Meeting rooms II — heap of end times (LeetCode 253)

Sort meetings by start time. Maintain a min-heap of the end times of meetings currently occupying a room. For each new meeting, if the earliest-ending current meeting (the heap root) is already over by the time the new one starts, that room frees up — reuse it (pop). Otherwise we need a new room. The heap size at its peak is the answer.

Why a heap of end times? Among all in-progress meetings, the only one that can possibly free up for the next meeting is the one ending soonest — exactly the min-heap root in O(1).

def min_meeting_rooms(intervals: List[List[int]]) -> int:
    if not intervals:
        return 0
    intervals = sorted(intervals, key=lambda iv: iv[0])
    end_times: List[int] = []          # min-heap of end times
    for start, end in intervals:
        if end_times and end_times[0] <= start:
            heapq.heappop(end_times)   # earliest-ending room is free; reuse
        heapq.heappush(end_times, end)
    return len(end_times)              # rooms in simultaneous use at the peak
Complexity
O(n log n), dominated by the sort; O(n) heap worst case.

Dijkstra preview — heaps power weighted shortest paths

A teaser that connects this lesson to the next: a heap lets you always expand the closest-so-far node next. graph[u] is a list of (neighbor, weight); a min-heap keyed by tentative distance always hands us the closest unfinalized node, the greedy choice Dijkstra relies on. The full graph framing lives in lesson 12.

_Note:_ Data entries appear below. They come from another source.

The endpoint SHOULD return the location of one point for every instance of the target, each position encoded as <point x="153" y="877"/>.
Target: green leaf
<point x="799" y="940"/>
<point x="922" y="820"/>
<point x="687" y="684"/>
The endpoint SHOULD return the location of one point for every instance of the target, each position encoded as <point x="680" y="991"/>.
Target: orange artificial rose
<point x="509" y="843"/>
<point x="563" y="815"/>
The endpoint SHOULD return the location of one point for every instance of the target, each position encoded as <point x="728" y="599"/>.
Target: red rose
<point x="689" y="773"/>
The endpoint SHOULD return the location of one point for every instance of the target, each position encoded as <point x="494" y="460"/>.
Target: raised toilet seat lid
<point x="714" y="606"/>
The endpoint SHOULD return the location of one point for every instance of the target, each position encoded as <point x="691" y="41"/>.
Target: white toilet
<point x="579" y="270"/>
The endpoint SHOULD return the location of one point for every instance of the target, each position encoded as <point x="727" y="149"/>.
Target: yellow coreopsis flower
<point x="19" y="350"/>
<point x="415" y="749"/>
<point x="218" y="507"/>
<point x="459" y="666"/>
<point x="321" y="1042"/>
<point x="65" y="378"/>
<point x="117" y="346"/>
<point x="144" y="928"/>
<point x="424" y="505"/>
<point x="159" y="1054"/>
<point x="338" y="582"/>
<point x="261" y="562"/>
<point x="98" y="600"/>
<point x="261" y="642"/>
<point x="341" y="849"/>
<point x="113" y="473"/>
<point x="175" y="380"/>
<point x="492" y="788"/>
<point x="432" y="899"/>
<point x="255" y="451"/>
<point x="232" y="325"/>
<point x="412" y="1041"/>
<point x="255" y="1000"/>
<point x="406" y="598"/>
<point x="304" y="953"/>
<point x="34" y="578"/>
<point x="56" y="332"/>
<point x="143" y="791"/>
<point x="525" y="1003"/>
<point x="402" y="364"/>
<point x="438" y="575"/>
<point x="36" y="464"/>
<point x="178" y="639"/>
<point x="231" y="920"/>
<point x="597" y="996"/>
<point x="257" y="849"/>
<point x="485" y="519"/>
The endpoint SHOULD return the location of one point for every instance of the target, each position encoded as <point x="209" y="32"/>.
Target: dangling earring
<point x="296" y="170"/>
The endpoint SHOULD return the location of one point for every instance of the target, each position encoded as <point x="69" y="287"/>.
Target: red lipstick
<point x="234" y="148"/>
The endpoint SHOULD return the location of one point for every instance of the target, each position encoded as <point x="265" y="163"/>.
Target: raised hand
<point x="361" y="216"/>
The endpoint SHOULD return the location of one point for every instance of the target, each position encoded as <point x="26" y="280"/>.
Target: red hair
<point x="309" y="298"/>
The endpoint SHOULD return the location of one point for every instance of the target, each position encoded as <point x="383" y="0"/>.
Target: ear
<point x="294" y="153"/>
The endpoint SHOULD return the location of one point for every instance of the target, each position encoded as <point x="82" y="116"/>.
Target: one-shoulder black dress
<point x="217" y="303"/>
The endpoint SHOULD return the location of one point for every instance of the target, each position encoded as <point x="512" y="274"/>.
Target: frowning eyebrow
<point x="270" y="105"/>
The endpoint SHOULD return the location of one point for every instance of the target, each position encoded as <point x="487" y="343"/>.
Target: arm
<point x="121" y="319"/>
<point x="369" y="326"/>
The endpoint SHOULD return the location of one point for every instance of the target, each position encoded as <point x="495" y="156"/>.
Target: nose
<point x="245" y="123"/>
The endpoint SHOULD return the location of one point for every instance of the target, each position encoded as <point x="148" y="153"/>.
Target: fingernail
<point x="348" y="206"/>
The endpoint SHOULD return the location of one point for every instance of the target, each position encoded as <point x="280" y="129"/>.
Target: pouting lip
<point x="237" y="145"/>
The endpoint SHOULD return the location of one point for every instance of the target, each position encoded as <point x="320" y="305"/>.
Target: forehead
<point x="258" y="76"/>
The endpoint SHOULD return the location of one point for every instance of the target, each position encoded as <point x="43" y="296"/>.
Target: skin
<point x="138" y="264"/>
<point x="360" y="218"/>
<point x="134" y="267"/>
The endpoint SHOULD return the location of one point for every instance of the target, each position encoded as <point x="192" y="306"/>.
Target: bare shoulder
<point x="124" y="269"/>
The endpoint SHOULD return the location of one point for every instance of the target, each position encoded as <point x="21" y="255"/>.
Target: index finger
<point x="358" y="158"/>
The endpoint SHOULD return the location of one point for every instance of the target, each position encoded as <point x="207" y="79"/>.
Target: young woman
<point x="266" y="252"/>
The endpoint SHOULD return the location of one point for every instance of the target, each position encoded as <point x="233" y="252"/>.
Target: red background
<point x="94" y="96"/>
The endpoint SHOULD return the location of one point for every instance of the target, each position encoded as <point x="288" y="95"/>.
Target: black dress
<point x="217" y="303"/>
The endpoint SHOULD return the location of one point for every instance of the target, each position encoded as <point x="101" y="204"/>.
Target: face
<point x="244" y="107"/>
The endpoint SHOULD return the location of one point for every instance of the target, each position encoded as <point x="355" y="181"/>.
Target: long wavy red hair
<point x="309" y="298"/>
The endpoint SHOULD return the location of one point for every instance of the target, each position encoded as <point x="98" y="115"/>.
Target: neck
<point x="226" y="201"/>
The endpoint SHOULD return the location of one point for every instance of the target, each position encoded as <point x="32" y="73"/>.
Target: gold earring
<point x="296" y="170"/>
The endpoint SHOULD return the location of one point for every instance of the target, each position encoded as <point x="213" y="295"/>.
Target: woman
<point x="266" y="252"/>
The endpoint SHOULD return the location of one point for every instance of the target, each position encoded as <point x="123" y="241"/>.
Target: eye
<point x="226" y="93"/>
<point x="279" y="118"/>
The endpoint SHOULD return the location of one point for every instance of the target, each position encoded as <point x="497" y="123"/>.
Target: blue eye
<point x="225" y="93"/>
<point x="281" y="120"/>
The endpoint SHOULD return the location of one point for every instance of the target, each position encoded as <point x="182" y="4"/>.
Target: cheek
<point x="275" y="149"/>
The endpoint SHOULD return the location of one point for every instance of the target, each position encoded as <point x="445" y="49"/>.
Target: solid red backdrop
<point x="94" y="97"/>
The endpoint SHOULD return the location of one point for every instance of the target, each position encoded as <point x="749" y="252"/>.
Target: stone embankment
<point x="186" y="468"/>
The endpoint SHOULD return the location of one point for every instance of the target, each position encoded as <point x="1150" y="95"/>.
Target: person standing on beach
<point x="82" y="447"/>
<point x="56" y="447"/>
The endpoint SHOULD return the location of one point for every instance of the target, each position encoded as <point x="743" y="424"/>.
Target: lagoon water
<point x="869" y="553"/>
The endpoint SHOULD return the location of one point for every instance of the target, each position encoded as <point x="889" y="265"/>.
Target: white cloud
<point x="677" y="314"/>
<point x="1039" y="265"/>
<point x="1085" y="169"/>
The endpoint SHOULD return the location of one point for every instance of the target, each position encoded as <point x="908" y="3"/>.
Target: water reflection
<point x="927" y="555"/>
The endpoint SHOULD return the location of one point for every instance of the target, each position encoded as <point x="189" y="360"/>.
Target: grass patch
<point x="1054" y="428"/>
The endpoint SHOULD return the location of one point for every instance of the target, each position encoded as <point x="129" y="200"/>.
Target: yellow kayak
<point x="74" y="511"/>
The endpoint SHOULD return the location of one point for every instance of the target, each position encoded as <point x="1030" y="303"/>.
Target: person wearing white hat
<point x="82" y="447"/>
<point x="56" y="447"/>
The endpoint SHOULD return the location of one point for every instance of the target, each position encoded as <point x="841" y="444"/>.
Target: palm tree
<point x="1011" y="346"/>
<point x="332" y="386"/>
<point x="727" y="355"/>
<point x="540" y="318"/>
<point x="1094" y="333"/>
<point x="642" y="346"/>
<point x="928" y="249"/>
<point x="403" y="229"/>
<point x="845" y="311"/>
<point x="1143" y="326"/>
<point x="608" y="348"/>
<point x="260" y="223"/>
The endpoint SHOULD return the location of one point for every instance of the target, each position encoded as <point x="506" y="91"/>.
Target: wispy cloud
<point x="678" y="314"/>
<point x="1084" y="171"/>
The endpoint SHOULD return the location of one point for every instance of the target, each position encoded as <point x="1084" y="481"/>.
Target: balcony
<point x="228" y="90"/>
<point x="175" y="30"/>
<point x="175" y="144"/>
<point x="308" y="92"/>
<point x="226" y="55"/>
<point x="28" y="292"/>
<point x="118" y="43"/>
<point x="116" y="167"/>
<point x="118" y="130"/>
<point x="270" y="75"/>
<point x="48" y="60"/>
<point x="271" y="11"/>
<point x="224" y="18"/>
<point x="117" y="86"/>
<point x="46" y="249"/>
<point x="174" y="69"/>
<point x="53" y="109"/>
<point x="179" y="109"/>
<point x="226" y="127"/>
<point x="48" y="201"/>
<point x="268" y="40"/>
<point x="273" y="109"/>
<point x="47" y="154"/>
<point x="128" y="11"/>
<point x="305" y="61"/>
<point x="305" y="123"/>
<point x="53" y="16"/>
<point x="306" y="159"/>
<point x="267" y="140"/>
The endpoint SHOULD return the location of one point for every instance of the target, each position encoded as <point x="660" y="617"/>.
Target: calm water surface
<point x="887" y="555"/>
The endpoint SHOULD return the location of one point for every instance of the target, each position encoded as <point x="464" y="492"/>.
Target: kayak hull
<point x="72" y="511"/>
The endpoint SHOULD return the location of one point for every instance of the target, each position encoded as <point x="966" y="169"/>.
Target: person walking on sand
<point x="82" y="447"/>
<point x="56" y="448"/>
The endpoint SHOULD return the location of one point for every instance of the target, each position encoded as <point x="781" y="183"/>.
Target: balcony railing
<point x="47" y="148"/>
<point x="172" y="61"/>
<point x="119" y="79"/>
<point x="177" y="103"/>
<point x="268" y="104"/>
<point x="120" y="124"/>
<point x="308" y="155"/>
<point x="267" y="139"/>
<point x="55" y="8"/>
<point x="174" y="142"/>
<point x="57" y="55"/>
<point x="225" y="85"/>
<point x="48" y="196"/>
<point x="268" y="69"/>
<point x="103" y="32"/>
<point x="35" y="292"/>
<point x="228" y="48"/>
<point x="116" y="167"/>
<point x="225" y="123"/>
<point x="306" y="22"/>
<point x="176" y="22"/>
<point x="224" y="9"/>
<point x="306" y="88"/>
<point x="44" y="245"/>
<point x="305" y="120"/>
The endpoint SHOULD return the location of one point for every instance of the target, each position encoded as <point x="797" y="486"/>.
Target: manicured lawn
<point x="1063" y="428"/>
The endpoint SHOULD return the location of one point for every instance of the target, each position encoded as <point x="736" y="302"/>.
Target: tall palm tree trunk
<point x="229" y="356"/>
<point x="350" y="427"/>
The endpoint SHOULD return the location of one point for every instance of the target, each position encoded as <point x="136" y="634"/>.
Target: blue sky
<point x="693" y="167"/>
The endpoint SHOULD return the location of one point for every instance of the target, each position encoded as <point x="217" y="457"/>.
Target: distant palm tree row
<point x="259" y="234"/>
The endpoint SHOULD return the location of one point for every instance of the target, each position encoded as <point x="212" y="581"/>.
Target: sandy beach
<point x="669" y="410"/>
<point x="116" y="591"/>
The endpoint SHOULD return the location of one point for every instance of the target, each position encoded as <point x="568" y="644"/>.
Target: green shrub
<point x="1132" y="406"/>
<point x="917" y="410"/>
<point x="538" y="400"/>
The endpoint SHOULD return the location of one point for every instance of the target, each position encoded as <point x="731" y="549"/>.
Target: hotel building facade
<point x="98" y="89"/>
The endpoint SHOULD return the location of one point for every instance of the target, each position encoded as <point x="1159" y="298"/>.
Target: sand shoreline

def dijkstra_preview(graph: dict, source: int) -> dict:
    dist = {source: 0}
    heap = [(0, source)]               # (distance_so_far, node)
    while heap:
        d, u = heapq.heappop(heap)
        if d > dist.get(u, float("inf")):
            continue                   # stale entry; a better one was processed
        for v, w in graph.get(u, []):
            nd = d + w
            if nd < dist.get(v, float("inf")):
                dist[v] = nd
                heapq.heappush(heap, (nd, v))
    return dist
When NOT to reach for a heap
If you need full sorted order or random access by rank, a heap is the wrong tool — sort, or use a balanced BST. Reach for a heap when the problem is "kth largest/smallest", "top k", "k closest" (size-k heap, O(n log k)); "merge k sorted" (heap of k fronts); "median of a stream" (two heaps); or "always grab the next earliest/cheapest/closest" (Dijkstra, scheduling, meeting rooms).
Takeaway
A heap buys you exactly one thing: O(1) peek at the extreme, O(log n) to update — and heapify builds it in O(n). Master four patterns and you cover the genre: size-k heap for top-k, heap-of-fronts for merge-k, two heaps for the streaming median, and heap-of-end-times for interval scheduling. The two recurring gotchas are remembering Python has no max-heap (negate or use tuples) and inserting a counter so payloads never get compared. Next: graphs, where that same heap powers Dijkstra.